The trial Judge then considered in greater detail the evidence adduced at trial. His Honour found the complainant’s evidence to be logical and credible, and said:[15]
There was a logical development in her evidence and no obvious attempt at exaggeration. That is despite giving an account of intrusive sexual experimentation. The complainant said that she was reluctant to engage in some sexual activities, but she does not allege undue coercion such as would negate consent. Of course she could not legally consent to any sexual activity before she was aged 17 but I am making observations about the nuanced aspects of parts of her evidence.
In fact, despite the complainant’s account of some controlling behaviour by the accused, she said she was defiant in the face of her parents trying to dissuade her from spending time with him. Her mother confirmed that defiance. The accused, and his witnesses, speak of the complainant being defiant towards her parents, although they say that defiance was a result of the relationships she was having with other boyfriends or other men.
…
There was a logical progression in the way she said the relationship escalated. She was asked to be the accused’s girlfriend. There was not an immediate escalation to sexual activity. There was a credibly thwarted plan for sexual contact, a plan thwarted by her mother discovering the cover story.
[15] R v V,D [2023] SADC 176 at [247]-[248], [250] (‘Reasons for Verdict’).
As to what occurred in the appellant’s bedroom, the trial Judge found the complainant’s evidence convincing, stating:[16]
Despite being brazen, the complainant’s account of gradually escalating sexual activity in the accused’s bedroom had convincing detail. It began with furtive touching underneath the blankets on the movie nights in his bedroom. The couple were sitting on the bed, with the two brothers in front of them, watching a film.
[16] Reasons for Verdict at [252].
The trial Judge then referred to several pieces of evidence which he said supported the complainant’s account of being in a romantic relationship with the appellant when she was 14 and 15 years of age. In relation to the photographs tendered by the prosecution, and the evidence of ES as to her observations of the relationship, his Honour found the following:[17]

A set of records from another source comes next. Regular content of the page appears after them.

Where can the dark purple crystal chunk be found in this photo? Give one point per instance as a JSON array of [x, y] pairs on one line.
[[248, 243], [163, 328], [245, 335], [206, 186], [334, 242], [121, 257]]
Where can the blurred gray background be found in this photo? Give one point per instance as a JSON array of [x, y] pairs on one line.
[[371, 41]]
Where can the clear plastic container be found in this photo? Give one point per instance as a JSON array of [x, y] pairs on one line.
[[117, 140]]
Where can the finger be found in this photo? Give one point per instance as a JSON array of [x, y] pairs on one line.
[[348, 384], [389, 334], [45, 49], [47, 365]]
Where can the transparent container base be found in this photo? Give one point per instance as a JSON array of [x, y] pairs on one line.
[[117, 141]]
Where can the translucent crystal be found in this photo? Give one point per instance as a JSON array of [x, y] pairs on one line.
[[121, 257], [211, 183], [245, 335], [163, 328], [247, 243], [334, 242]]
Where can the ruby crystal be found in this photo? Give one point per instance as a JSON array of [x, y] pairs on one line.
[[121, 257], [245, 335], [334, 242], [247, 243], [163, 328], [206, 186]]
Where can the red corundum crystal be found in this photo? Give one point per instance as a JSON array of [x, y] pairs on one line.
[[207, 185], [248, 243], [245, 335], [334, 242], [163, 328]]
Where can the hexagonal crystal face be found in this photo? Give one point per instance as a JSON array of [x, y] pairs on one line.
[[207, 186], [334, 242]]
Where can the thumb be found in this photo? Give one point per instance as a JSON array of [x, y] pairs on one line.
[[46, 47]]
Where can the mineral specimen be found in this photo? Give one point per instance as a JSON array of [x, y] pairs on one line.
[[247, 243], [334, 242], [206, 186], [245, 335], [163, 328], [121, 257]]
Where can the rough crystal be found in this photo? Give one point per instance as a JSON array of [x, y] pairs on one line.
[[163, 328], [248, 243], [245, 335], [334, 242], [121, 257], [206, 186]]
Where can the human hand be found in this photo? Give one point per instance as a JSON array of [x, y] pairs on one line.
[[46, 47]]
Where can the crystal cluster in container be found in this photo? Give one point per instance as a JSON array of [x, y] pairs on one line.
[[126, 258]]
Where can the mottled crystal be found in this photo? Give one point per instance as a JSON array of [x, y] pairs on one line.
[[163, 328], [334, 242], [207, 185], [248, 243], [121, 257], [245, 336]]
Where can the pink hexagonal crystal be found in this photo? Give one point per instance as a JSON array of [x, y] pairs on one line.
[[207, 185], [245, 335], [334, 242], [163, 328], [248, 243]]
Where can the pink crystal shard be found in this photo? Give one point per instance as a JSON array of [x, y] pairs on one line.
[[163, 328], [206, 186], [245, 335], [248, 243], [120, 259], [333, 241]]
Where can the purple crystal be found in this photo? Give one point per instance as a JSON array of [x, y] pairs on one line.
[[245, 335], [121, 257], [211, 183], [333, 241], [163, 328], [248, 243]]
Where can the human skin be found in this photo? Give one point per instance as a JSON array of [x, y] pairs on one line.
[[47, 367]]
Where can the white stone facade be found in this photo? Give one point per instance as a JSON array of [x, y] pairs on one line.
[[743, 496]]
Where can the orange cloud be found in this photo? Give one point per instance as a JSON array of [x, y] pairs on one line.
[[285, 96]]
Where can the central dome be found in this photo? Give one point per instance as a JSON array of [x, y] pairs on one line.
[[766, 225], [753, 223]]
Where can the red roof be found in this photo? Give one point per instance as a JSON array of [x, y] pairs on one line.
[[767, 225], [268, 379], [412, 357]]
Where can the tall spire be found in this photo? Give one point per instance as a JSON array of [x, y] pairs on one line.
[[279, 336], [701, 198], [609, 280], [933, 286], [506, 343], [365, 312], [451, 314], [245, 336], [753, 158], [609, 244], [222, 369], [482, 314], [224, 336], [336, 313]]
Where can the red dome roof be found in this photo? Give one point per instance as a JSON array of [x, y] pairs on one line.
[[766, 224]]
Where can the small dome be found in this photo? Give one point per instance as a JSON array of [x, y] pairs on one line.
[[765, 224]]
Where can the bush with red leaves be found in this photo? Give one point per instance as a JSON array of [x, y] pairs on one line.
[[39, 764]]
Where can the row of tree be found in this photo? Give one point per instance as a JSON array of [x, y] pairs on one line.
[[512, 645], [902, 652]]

… She turned 14 years old in July 2002. The trip with her mother and brother to Croatia occurred between 25 September and 2 December 2002. There are two exhibits which are evidence of the romantic relationship. The first is the first two photos in Exhibit P3 which were taken at the beach. In my view, the first photo of the complainant kissing the accused on the cheek is plainly a selfie taken by the accused. I reject the evidence of the accused and his mother that the accused’s mother took the photo. In my view the body language is suggestive of a romantic relationship rather than a familial one. The date of the photo is contested. The second photo is of the complainant alone. She does not appear to be wearing braces on her teeth. It is not disputed that she had the braces fitted when she was aged 15, but there is no evidence of exactly when they were fitted. In cross-examination [defence counsel] put to the complainant that the braces were fitted on 9 December 2003 but she was unable to be sure, except that she said she was 15 at the time. It is agreed the braces were removed on 5 July 2006, a few days after her 18th birthday.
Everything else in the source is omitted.